Podem existir planetas com condições melhores para a vida do que a Terra

Por Danielle Cassita | 05 de Outubro de 2020 às 17h45
NASA Ames/SETI Institute/JPL-Caltech

Nosso planeta tem condições hospitaleiras para a ocorrência de vida, mas pode não ser o melhor de todos neste sentido: em um estudo recente liderado pelo cientista Dirk Schulze-Makuch, da Washington State University, os pesquisadores identificaram mais de 20 planetas fora do Sistema Solar que podem ter condições ainda melhores para a ocorrência de vida — e que orbitam estrelas que, talvez, sejam até melhores que o nosso Sol.

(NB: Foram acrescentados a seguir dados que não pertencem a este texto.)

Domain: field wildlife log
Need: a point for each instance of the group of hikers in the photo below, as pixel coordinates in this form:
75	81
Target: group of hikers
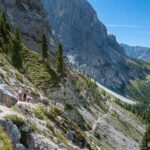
24	96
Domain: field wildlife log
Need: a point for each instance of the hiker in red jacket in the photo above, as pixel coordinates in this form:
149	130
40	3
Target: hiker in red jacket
20	95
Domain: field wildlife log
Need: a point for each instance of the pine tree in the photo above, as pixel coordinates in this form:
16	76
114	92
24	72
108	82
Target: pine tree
16	50
146	140
44	48
59	60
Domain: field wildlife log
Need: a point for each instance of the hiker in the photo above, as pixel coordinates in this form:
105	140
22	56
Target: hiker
28	98
24	96
20	95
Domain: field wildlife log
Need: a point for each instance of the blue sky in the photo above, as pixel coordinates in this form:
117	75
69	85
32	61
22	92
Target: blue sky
129	20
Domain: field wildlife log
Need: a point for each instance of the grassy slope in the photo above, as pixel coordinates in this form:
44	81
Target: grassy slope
5	140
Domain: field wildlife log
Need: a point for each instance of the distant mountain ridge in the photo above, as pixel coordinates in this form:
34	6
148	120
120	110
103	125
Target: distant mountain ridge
75	24
137	52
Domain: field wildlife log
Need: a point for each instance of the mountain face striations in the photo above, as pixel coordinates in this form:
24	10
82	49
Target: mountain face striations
87	43
84	37
137	52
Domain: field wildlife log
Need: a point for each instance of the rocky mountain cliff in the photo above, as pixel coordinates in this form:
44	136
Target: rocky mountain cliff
73	114
67	111
87	44
137	52
29	17
85	38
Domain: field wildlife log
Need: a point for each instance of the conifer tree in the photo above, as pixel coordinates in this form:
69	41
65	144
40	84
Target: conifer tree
59	60
44	48
146	140
16	50
4	31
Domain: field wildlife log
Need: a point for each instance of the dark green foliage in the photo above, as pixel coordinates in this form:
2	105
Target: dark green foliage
44	48
59	60
51	71
16	59
4	33
140	109
146	140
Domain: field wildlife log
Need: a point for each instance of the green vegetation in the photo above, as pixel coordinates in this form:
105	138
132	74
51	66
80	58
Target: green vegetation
59	60
146	140
44	48
16	48
39	113
4	33
16	120
6	142
140	109
139	89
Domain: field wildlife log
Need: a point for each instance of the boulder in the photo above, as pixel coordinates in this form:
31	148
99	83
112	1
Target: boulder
12	130
19	147
36	141
7	95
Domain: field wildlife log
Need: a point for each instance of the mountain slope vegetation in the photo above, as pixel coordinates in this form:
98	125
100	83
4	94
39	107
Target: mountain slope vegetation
66	112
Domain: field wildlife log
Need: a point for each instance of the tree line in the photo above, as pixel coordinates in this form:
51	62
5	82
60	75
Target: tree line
11	45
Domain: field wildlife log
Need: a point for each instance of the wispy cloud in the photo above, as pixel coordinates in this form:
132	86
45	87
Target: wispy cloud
128	26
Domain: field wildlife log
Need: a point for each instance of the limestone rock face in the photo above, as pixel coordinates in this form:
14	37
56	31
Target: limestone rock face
28	16
84	37
39	142
137	52
11	130
7	95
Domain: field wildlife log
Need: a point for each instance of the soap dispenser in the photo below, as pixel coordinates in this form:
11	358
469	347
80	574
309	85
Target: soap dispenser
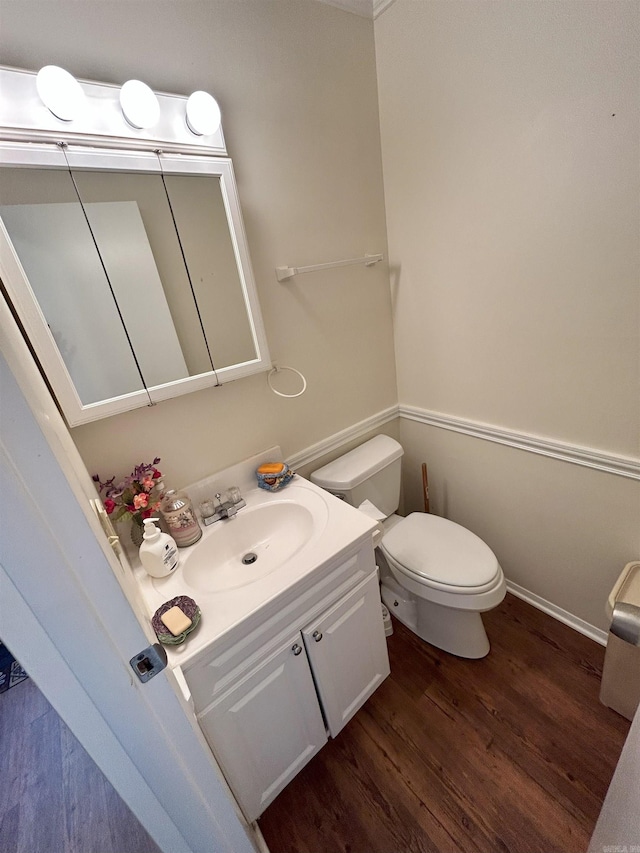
158	552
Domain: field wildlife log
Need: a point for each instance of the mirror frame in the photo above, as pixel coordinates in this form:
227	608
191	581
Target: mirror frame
105	152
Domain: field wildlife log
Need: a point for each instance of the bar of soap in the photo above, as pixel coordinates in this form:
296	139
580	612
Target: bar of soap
176	621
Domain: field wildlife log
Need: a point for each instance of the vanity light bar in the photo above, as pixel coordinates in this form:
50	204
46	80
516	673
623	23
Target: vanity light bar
35	104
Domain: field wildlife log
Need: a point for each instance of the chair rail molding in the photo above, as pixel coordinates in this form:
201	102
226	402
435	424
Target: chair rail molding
622	466
338	439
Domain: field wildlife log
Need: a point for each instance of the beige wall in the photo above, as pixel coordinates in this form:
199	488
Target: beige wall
512	213
512	195
296	85
512	184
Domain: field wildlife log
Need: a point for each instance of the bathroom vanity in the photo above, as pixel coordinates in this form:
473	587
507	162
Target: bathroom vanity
286	654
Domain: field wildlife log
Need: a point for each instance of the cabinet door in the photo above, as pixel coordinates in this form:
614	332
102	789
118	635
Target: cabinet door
266	727
347	649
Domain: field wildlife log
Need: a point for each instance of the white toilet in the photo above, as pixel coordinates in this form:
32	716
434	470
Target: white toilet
436	576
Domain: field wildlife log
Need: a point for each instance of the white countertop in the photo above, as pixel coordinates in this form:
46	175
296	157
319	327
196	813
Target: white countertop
339	527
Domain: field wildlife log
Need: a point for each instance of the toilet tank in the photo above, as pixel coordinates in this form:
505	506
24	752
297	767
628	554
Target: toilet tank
369	472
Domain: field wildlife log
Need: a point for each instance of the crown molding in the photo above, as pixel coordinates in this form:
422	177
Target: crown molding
380	6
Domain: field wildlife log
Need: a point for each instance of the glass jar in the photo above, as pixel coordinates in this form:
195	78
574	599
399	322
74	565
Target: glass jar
180	518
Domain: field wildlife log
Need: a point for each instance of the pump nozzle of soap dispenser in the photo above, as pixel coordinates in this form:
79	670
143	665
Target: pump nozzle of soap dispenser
151	532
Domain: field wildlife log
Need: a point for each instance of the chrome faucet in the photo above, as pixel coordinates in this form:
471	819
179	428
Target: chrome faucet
225	509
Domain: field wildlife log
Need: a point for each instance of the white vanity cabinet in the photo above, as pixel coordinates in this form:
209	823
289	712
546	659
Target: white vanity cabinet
267	723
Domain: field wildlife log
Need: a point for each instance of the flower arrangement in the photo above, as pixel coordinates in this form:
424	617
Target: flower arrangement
138	496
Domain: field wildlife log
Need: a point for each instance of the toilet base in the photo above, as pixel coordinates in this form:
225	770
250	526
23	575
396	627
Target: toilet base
459	632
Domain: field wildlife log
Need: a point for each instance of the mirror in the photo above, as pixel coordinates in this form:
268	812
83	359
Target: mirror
139	271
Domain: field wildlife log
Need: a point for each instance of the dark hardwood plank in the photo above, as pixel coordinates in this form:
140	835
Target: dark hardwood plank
510	754
53	797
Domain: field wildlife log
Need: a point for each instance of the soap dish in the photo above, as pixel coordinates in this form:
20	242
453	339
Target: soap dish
188	607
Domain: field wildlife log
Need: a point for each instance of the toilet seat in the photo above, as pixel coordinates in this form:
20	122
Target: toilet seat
441	554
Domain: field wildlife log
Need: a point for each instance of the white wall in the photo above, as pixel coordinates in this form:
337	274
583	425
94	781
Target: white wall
510	154
296	84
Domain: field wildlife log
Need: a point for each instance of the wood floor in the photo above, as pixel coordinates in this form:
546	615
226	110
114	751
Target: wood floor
53	797
510	753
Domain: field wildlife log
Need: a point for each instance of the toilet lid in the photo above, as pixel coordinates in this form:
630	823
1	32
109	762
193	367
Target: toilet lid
441	550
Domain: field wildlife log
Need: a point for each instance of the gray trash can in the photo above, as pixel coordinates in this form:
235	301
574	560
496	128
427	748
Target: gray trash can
620	688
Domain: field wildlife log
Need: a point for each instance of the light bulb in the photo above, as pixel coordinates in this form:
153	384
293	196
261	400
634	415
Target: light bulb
203	114
60	92
139	104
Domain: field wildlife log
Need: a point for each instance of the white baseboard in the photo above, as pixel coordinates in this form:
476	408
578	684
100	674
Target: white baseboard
558	613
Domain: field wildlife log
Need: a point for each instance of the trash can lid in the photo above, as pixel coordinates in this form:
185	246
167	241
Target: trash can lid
627	588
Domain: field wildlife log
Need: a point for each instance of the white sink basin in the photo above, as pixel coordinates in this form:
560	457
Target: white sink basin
263	537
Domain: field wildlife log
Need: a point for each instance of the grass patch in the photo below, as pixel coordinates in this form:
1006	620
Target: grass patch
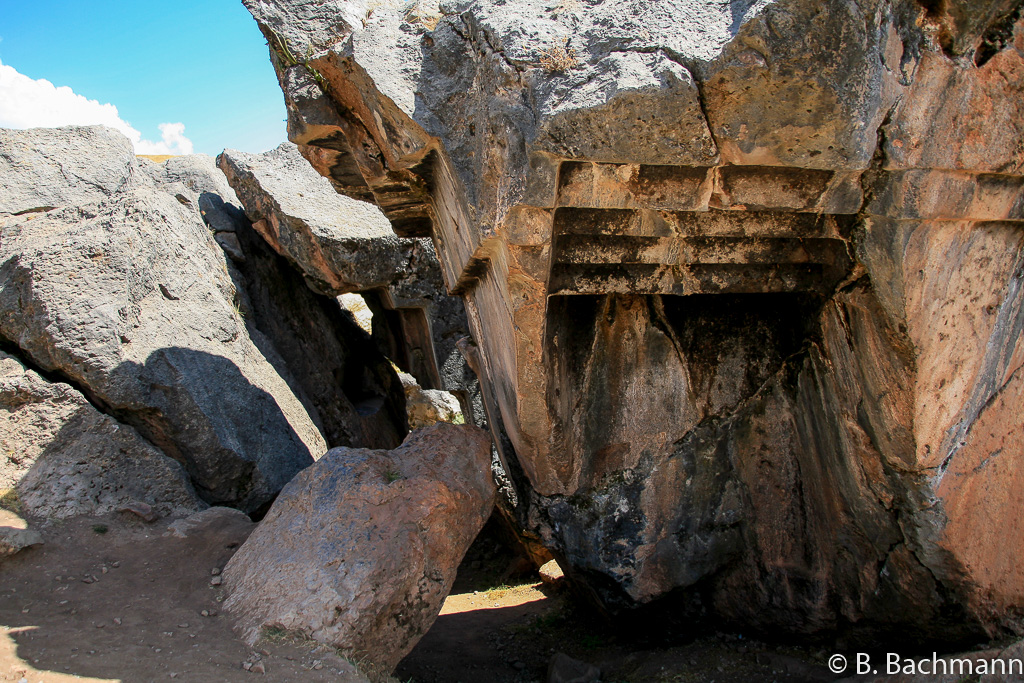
559	58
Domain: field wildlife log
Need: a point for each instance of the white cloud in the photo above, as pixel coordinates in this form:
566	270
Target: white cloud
26	102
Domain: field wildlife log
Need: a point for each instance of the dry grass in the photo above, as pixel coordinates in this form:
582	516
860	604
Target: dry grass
559	58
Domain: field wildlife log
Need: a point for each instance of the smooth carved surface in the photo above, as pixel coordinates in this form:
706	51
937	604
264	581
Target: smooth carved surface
744	282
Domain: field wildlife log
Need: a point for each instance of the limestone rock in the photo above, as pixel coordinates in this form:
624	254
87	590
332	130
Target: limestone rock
47	168
64	458
550	572
360	549
215	520
563	669
427	407
346	385
744	282
130	299
341	244
15	535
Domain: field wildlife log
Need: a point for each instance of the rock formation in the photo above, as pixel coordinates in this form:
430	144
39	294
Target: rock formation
360	549
342	245
144	322
61	457
744	281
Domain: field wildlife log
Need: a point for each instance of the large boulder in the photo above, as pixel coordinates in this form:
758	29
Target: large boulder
360	549
60	457
744	280
344	245
340	244
128	299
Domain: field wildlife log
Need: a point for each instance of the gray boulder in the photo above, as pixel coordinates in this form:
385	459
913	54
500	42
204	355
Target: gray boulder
340	244
360	549
15	535
44	168
60	457
130	300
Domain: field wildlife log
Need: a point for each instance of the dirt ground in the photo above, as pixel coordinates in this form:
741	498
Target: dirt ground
115	599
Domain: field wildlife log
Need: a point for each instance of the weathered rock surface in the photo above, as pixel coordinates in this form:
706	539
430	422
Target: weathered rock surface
360	549
45	168
15	535
216	520
744	281
563	669
342	245
347	386
427	407
61	457
129	300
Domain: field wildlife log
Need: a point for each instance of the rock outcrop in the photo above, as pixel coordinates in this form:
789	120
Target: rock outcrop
61	457
343	245
129	299
744	281
151	328
360	549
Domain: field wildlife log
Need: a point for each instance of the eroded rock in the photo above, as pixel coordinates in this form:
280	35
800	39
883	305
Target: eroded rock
129	299
360	549
15	535
743	281
64	458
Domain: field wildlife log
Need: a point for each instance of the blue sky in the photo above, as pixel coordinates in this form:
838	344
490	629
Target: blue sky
199	62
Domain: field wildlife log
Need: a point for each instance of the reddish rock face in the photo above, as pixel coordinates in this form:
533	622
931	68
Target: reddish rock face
747	299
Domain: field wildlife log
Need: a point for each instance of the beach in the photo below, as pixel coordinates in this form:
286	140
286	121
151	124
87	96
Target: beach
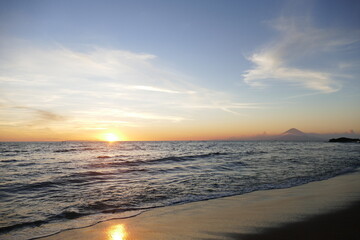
325	209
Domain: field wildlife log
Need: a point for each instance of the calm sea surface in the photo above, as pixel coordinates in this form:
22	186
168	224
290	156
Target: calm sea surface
49	187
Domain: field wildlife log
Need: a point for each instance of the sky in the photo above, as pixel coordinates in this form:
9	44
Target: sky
177	70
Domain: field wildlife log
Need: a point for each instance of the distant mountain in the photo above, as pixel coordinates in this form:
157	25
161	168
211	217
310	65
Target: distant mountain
294	134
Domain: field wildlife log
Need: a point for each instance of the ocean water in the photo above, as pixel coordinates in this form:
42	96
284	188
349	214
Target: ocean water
49	187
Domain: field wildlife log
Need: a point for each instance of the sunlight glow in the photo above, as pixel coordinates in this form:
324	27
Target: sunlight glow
111	137
117	232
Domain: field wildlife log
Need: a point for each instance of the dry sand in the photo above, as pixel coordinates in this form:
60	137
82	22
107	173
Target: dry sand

A habitabilidade de um planeta não indica necessariamente que haja vida por lá, mas sim que ele tem as condições necessárias para a ocorrência da vida. Assim, para o estudo, Schulze-Makuch se uniu aos astrônomos René Heller, do instituto Max Planck Institute for Solar System Research, e Edward Guinan, da Villanova University, para identificar critérios de super-habitabilidade e procurar bons candidatos entre os 4.500 exoplanetas conhecidos além do nosso Sistema Solar.

(Imagem: Reprodução/Universo Observado)

Depois, eles selecionaram sistemas que tivessem planetas em órbita dentro da zona habitável de suas estrelas. Acontece que o Sol terá uma vida relativamente curta, que terá menos de 10 bilhões de anos de duração. Como foram necessários mais de 4 bilhões de anos até o aparecimento de formas de vida complexas na Terra, as estrelas G — muito parecidas com nosso Sol — podem ficar sem combustível antes do desenvolvimento destas formas de vida. Assim, eles observaram também as estrelas K, que são um pouco menos luminosas que o Sol e podem “viver” por até 70 bilhões de anos.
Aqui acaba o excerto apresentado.